One of the biggest cultural differences between the West and this particular post-Soviet Central Asian republic is the comparative lack of attention given here to the study of organizational practices and dynamics, by which I mean decision-making processes, management theories, team-building, communication, supervisory strategies, mission awareness, quality assurance, short- and long-term planning, etc.

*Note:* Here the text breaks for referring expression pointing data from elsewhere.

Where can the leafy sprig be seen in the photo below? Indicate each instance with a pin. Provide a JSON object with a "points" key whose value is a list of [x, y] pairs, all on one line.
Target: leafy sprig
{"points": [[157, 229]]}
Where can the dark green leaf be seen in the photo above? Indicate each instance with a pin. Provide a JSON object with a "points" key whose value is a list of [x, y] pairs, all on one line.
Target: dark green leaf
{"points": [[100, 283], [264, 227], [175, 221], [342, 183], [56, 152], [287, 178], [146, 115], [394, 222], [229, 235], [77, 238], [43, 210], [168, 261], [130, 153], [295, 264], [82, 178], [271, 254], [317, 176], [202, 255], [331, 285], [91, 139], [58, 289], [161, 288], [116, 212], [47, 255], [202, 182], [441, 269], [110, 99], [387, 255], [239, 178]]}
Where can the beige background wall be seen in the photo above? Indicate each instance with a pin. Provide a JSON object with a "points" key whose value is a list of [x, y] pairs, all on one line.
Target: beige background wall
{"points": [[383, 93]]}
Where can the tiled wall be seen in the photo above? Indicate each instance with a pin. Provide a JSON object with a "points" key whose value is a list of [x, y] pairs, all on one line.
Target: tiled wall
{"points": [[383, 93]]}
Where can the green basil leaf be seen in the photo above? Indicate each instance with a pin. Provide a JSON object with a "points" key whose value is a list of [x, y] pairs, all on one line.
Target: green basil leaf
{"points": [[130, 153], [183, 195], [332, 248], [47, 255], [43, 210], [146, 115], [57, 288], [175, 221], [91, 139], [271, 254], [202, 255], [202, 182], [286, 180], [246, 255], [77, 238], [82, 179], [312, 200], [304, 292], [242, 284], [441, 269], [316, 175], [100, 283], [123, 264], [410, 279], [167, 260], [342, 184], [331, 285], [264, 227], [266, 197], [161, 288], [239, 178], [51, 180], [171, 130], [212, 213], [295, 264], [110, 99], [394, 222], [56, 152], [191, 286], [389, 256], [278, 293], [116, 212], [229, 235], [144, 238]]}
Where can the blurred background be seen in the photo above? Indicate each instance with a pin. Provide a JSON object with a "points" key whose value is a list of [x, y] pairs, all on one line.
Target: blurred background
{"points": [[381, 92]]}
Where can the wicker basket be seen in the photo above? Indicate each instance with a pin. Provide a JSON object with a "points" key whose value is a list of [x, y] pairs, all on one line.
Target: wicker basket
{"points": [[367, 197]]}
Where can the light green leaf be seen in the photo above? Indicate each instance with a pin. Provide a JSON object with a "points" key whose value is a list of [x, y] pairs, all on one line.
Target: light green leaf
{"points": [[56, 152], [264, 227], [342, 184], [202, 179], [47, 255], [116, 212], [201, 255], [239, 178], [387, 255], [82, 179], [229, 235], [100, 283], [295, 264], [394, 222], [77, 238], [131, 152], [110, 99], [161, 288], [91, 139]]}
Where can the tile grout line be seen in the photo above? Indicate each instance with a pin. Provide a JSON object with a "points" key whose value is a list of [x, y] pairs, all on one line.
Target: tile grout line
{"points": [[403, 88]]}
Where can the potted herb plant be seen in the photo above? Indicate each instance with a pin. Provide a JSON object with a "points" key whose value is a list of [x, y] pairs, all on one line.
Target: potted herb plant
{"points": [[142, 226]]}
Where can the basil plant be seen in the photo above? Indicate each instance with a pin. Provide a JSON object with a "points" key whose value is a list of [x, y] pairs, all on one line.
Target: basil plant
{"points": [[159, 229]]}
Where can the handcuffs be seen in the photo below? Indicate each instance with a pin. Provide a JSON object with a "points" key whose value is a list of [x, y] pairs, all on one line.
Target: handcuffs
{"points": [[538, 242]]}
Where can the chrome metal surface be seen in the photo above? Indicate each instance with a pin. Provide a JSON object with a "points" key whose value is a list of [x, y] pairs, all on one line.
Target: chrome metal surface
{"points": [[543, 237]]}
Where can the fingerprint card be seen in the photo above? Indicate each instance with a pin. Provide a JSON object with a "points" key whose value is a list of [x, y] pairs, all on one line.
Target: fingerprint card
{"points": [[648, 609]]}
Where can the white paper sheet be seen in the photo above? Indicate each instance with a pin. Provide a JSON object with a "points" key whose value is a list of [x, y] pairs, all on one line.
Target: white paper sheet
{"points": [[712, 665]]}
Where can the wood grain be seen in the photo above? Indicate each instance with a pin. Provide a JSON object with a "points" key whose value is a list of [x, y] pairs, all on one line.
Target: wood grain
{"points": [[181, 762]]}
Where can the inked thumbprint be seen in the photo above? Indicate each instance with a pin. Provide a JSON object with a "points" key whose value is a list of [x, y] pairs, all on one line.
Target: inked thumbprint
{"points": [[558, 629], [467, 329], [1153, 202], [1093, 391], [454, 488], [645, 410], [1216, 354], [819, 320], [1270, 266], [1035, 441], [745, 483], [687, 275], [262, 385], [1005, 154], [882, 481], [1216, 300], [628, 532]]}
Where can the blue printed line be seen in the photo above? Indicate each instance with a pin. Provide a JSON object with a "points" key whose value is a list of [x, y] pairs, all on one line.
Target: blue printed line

For the last three decades in the West, an enormous amount of resources has been plowed into research to determine which practices allow organizations—both public and private ones and in all spheres of activity--to operate more effectively and efficiently. Granted, this work was ignited in large part by the corporate “global race to the bottom” beginning in the mid-1970s to cut production costs and boost profits, but the emphasis on implementing “better” organizational and personal principles is commonplace in the West. Trainings, workshops and seminars for decision-makers have been part of the institutional culture of almost every workplace of 25 or more employees for the last couple of decades.Because most of the research was market-driven, there does not appear to have been any similar development in the command economies of the former Soviet Union. In fact, many of the institutional practices don’t appear to have changed much since independence 16 years ago, an assessment based largely on what locals have told me. My limited experience over the last year and a half, almost entirely in higher education, tells me most decisions are unilaterally made by the bosses, despite some occasional lip service that is paid to “process,” e.g., collaboration, cooperation, and team work. The “big boss,” which is a position of authority not necessarily leadership, doesn’t feel any necessity to explain his or her decisions to any of the underlings, most of whom are passive, reluctant to even seek any clarification, perhaps because it might seen as insubordinate, and probably because it’s contrary to safe career planning.
If you add to this the deep respect that Central Asians hold for their elders—and that’s all elders, not simply the wise ones—you are left with an institutional culture that has a remarkably high tolerance for bad decisions. The directives will be followed because it’s culturally inappropriate to question the authority of your elders, even when their decisions are ill-informed or made without consultation with anyone who might have better knowledge.